A few Lents ago, I gave up chocolate for six excruciating weeks. On Easter morning, my kids awoke me with a chocolate Easter bunny as big as my foot. I sat up in bed and devoured the whole thing right then and there--despite the discomfort of nature calling.
Pathetic, no? That’s how much I adore chocolate.
Thus, when I skimmed a horrifying article about the origins of chocolate almost a year ago, I chose not to dwell on it.
My friends Mark and Liz, after reading the same newspaper story, chose otherwise. They educated themselves on the topic, wrote legislators and vowed to eat only “innocent” chocolate.
At a dinner party, I self-consciously apologized to Liz as I nibbled a truffle. “Oh, please,” she forgave without piety. “There are a zillion causes I should take on that I don’t. This just happens to be the one that I did.”
A zillion causes, indeed. We’d go hungry and naked if we thought too much about how our products got from there to here.
So on I went, willfully ignoring that ugly information filed in a far corner of my brain until New Year’s Eve, when my son accompanied me to buy snacks for our small fete.
“Let’s get some Paul Newman chocolate chip cookies; Liz and Mark and their kids don’t eat most brands of chocolate,” I casually remarked.
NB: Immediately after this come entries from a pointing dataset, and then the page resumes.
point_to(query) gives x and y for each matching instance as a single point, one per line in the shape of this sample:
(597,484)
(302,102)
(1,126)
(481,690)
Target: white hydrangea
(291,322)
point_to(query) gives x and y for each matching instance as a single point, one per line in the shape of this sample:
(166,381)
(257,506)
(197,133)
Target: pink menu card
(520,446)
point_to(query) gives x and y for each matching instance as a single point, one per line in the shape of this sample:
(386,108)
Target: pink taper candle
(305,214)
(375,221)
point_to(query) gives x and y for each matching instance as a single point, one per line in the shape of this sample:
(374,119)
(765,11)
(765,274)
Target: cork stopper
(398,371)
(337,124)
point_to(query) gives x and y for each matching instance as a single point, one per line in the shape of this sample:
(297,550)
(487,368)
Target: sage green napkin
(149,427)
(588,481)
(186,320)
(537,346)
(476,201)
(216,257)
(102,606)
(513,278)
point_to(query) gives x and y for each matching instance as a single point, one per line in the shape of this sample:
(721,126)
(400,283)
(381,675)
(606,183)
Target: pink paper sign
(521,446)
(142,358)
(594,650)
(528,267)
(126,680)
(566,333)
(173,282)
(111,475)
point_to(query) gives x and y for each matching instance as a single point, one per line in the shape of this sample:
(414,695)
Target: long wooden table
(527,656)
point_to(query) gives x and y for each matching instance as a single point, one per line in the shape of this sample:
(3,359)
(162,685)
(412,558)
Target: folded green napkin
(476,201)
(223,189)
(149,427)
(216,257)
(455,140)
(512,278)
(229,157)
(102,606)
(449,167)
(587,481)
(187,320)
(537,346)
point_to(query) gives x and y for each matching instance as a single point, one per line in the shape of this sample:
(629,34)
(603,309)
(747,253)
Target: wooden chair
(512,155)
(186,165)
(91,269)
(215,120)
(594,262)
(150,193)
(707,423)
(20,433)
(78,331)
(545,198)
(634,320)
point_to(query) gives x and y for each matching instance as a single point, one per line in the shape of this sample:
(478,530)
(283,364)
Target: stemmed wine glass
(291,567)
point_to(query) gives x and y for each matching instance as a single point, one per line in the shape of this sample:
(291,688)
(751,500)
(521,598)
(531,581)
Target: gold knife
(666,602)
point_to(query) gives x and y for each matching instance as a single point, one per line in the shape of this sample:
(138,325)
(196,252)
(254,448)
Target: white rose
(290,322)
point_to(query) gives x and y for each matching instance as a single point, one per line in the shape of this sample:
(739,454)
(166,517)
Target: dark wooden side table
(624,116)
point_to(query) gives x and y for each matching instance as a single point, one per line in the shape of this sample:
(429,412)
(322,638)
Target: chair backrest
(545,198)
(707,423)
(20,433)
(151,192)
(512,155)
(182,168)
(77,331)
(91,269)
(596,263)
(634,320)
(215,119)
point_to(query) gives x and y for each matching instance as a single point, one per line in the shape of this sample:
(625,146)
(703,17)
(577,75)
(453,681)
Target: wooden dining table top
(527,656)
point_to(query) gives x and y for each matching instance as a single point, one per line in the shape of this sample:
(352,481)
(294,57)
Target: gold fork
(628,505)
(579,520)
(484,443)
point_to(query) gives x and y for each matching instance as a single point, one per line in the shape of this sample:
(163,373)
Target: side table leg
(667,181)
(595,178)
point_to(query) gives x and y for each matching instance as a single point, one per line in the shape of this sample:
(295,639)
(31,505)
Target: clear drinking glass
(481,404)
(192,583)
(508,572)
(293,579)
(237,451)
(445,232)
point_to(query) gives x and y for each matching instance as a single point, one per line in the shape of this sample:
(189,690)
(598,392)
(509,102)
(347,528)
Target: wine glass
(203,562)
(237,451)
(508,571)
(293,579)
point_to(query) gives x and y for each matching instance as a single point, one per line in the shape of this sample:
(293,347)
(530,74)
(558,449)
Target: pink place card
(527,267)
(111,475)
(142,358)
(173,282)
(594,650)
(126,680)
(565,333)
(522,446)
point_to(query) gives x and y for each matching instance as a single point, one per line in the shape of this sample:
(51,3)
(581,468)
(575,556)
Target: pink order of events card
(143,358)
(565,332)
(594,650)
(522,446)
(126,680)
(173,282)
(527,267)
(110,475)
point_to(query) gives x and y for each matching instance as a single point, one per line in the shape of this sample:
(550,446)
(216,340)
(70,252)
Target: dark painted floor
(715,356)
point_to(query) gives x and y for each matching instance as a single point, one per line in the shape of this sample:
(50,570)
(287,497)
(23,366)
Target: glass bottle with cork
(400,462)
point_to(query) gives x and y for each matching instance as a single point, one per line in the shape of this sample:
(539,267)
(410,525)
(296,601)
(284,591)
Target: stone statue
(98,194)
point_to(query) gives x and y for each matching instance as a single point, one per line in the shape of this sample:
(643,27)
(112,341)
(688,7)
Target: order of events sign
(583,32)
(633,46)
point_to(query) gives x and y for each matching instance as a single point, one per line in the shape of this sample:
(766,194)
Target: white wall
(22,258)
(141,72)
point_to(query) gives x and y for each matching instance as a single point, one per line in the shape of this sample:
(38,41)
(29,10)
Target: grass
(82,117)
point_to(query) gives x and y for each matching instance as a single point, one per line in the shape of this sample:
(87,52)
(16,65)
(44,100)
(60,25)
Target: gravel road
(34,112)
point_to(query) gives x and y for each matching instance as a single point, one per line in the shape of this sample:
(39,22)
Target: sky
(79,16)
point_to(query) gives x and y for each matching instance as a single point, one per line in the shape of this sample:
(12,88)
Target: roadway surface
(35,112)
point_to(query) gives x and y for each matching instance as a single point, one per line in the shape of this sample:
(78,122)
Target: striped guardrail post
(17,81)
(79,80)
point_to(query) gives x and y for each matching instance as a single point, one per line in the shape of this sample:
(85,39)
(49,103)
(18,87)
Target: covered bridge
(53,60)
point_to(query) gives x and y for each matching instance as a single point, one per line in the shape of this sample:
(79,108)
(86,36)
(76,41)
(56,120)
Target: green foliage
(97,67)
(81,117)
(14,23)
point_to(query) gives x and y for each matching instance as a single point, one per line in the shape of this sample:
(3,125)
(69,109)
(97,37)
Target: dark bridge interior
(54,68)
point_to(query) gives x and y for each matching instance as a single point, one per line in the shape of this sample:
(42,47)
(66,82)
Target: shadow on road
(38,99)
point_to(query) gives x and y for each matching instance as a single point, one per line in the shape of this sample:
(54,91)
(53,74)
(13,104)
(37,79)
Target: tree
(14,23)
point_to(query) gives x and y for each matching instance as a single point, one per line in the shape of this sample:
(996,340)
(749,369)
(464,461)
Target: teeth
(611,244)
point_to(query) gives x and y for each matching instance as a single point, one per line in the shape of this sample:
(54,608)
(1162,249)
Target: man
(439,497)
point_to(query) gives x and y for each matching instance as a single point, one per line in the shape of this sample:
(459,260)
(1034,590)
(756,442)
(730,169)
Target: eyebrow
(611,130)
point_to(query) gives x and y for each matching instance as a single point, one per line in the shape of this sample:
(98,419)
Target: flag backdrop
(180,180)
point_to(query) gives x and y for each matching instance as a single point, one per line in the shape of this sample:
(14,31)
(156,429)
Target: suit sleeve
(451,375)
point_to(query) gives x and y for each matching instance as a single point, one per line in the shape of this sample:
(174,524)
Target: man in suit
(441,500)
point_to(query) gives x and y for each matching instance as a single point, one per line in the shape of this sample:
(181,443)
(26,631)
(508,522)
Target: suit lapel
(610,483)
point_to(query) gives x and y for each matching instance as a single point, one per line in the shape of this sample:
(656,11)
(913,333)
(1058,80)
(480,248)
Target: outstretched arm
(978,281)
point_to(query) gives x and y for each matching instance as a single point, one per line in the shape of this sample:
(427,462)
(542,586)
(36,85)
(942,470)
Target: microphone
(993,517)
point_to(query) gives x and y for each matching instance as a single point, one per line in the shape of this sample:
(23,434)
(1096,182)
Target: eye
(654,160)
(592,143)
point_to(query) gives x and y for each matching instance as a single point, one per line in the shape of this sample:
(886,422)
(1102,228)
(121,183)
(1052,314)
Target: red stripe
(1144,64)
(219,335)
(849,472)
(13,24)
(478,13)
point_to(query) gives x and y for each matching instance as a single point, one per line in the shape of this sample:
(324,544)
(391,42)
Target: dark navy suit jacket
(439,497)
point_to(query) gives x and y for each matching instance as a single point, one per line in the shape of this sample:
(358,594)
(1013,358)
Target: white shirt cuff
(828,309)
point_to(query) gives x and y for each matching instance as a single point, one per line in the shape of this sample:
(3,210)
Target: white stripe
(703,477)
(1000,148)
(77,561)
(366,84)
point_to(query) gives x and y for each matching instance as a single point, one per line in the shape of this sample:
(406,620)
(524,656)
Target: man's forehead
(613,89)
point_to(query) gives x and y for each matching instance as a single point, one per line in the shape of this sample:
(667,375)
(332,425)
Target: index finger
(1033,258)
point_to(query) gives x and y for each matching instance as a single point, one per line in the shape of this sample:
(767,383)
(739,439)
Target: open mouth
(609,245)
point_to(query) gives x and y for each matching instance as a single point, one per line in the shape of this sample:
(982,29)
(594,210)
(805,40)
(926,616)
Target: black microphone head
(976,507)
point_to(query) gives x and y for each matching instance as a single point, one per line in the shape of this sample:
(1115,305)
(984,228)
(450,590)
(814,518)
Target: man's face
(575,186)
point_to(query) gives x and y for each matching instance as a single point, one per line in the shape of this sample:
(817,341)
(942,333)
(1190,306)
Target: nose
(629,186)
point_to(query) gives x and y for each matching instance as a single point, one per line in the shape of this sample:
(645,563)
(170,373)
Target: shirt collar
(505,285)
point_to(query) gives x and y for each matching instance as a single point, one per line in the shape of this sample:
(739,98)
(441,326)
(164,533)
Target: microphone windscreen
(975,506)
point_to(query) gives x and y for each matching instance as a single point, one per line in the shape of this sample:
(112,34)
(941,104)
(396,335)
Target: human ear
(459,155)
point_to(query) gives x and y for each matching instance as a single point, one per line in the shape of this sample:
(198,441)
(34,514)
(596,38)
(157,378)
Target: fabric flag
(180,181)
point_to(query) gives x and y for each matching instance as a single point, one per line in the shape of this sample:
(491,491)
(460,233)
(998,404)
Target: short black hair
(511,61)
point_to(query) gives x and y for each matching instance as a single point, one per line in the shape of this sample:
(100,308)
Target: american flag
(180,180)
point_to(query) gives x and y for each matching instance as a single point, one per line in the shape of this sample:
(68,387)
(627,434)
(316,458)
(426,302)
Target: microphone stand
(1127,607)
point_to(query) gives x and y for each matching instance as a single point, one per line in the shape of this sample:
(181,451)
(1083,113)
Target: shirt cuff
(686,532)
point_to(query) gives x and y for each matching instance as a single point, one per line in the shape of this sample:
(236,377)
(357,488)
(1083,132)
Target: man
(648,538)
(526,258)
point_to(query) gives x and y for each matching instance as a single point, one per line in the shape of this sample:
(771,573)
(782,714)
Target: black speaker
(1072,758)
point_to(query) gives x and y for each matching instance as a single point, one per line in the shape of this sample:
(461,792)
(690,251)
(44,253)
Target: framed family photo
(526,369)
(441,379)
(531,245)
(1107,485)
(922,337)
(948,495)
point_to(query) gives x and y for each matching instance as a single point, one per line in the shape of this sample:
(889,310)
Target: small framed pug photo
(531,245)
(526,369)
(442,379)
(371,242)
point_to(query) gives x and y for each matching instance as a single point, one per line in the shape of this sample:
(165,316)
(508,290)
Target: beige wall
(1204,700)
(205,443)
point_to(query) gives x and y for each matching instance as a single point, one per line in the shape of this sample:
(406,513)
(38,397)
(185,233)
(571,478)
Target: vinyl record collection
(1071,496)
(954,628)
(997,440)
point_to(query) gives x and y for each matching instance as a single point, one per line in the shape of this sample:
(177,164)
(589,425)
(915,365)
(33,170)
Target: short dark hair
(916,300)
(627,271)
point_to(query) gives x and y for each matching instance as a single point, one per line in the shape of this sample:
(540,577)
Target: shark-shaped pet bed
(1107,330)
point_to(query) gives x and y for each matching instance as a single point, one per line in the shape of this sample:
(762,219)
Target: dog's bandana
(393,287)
Suddenly, I was stuck explaining an issue that I didn’t totally understand myself. By the time I’d finished, I felt foolish about all that “guilty” chocolate inhabiting our pantry. And my pure-hearted ten year old felt appalled.
“I’m never eating that kind of chocolate again!” Matt decided on the spot. Shamed by his instantaneous indignation, I promised to join him in his boycott.
Last week, Matt brought home an essay he wrote in class about his New Year’s resolution:
“At the same time we sit at home watching TV and eating chocolate, (west) African children are picking cocoa beans in the blazing sun! My resolution is to not eat any chocolate made from companies that use children as workers. A solution is to eat “Paul Newman” cookies, which get their chocolate from Costa Rica. This will not only change my life, but may help the children. I will try to keep this resolution so kids do not work eighty hours a week.”